Primary CNS Lymphoma

Primary CNS lymphoma is usually isolated to the brain and presents as a mass lesion with either focal neurologic symptoms or global cerebral dysfunction (with or without headache).[6-15] It occurs sporadically, causing about 1% to 2% of new lymphomas in the immunocompetent population and about 5% of lymphomas in patients with acquired immunodeficiency syndrome (AIDS).[14]

Most cases in the immunocompetent population are of large cell or immunoblastic subtypes and are seldom associated with Epstein-Barr virus (EBV). Those seen in patients who have AIDS or who are receiving immunosuppressants to preserve a transplanted organ are evenly split between large cell and small non-cleaved cell non-Burkitt types. They are frequently associated with EBV. Survival of patients with brain lymphoma in the setting of severe immunocompromise is seldom longer than a few months and is unlikely to change until we have more effective means of treating HIV infection or maintaining transplanted organs without profound systemic immunosuppression.
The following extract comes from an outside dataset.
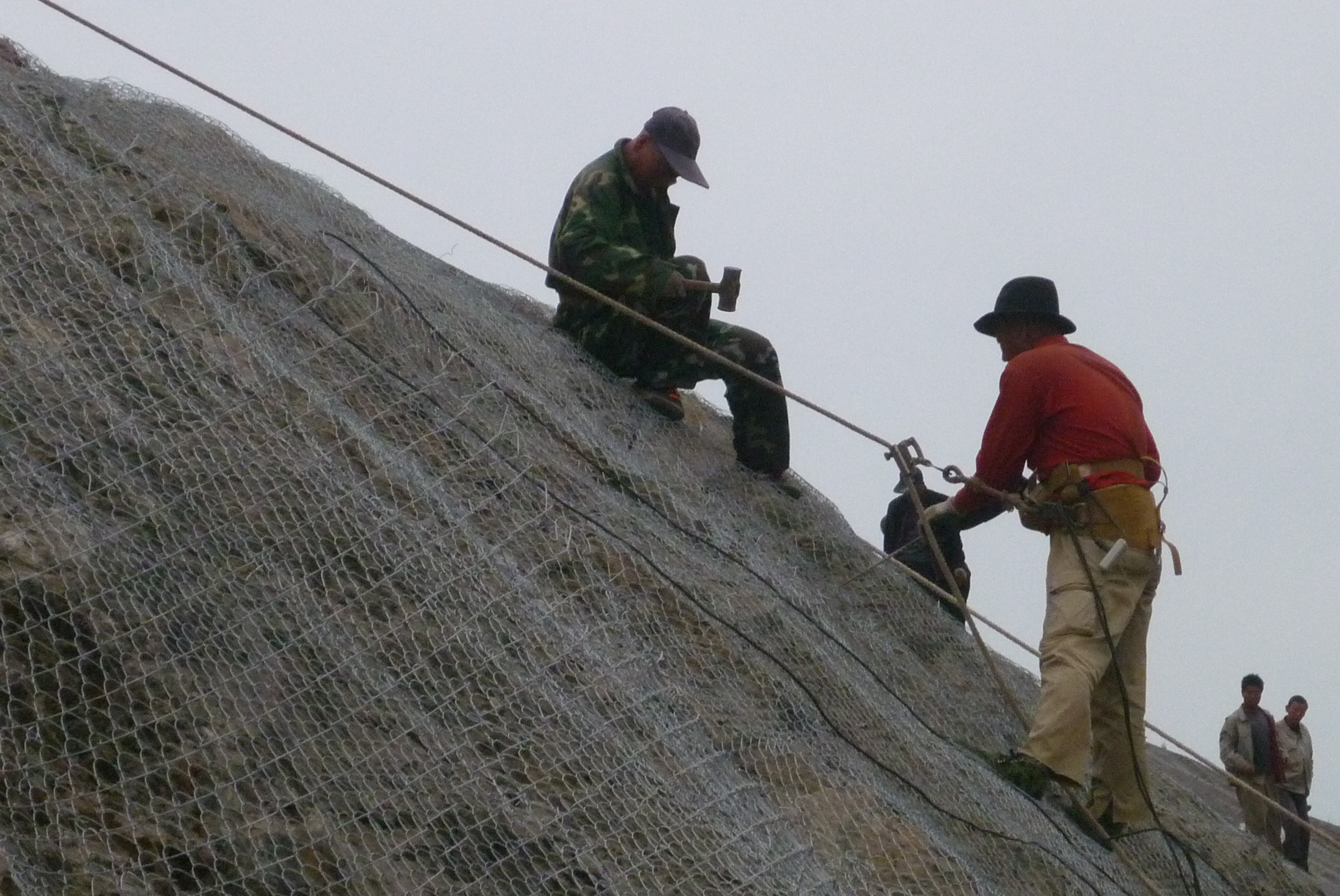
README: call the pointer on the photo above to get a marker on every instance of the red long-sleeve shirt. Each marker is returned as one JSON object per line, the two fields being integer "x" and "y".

Primary CNS lymphoma, often multifocal, typically arises in a periventricular location. Brain edema is common, but symptomatic herniation or hydrocephalus is rare. Often, mild dementia, nonspecific personality changes, or persistent headache may be the only symptoms. Diagnosis rests on direct biopsy, usually best obtained under stereotactic guidance.

Patients with primary CNS lymphoma very seldom have any evidence of systemic lymphoma outside the CNS but are at risk for leptomeningeal or intraocular involvement. Cerebrospinal fluid should be examined cytologically and all patients should have careful slit-lamp examination by an ophthalmologist experienced in recognizing intraocular lymphoma.
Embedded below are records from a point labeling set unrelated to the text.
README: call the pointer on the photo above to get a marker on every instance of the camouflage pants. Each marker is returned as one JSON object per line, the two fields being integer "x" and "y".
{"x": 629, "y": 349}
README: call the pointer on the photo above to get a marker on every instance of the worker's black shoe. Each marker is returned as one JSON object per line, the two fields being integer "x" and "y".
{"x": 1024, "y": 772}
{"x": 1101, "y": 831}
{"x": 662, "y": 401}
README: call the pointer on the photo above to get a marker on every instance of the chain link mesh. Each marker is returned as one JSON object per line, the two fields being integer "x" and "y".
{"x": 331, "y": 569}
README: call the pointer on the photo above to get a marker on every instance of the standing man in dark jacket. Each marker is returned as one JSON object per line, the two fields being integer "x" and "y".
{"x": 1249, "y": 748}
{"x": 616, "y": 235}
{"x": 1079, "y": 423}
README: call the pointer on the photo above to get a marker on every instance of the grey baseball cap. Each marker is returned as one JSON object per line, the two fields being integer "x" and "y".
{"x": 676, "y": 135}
The results of treatment of primary CNS lymphoma remain disappointing. The mainstays of treatment are high-dose corticosteroids and whole-brain irradiation. Pharmacologic doses of dexamethasone(Drug information on dexamethasone) or its equivalent should be given from the time of diagnosis until irradiation has been completed. Histamine-2 blockers, such as ranitidine(Drug information on ranitidine), an antifungal agent such as ketoconazole(Drug information on ketoconazole), and anti-Pneumocystis carinii antibiotics, such as cotrimoxazole, should be given to protect the patient until the corticosteroids are stopped.

Because of its tendency to be multifocal, primary CNS lymphoma should be treated with whole-brain irradiation. Given the frequent involvement of the eyes, it is usually prudent to include the posterior one-third of the globes in the treatment field. Although the dose and fractionation of radiation are not firmly settled, patients should receive at least 3,500 cGy in 15 to 20 fractions. Some prefer a higher dose or the addition of a focal boost to the tumor bed, but it is unclear whether the net balance between disease control and treatment toxicity is favorably affected by these higher doses. Inability to eradicate the local disease and relapse within the CNS, combined with a high rate of long-term central neurologic toxicity, compromise both the length and quality of survival. Currently, 20% to 30% of unselected patients will achieve a 2- to 3-year survival.
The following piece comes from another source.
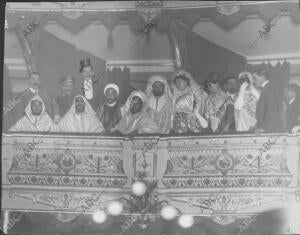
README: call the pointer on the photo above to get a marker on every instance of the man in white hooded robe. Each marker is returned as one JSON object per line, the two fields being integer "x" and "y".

The disappointing results achieved with corticosteroids and irradiation have led to many attempts to improve outcome by adding systemic chemotherapy. Anecdotal results and experience in small series of selected patients appeared promising, especially when high-dose methotrexate or cytarabine were included.[9-13,15] However, these results must be interpreted with caution, because these series were small. Patients included were selected, and none of the trials had concurrent controls. Age, performance status, other important prognostic factors, and the bias to publish positive results could easily account for any apparent improvement. Indeed, the largest reported attempt to improve outcome using systemic chemotherapy did not do so.[7]

At present, adding chemotherapy to standard corticosteroid and irradiation regimens must be considered potentially valuable but experimental. The role of such additional treatment can only be established by properly controlled, multicenter, randomized trials.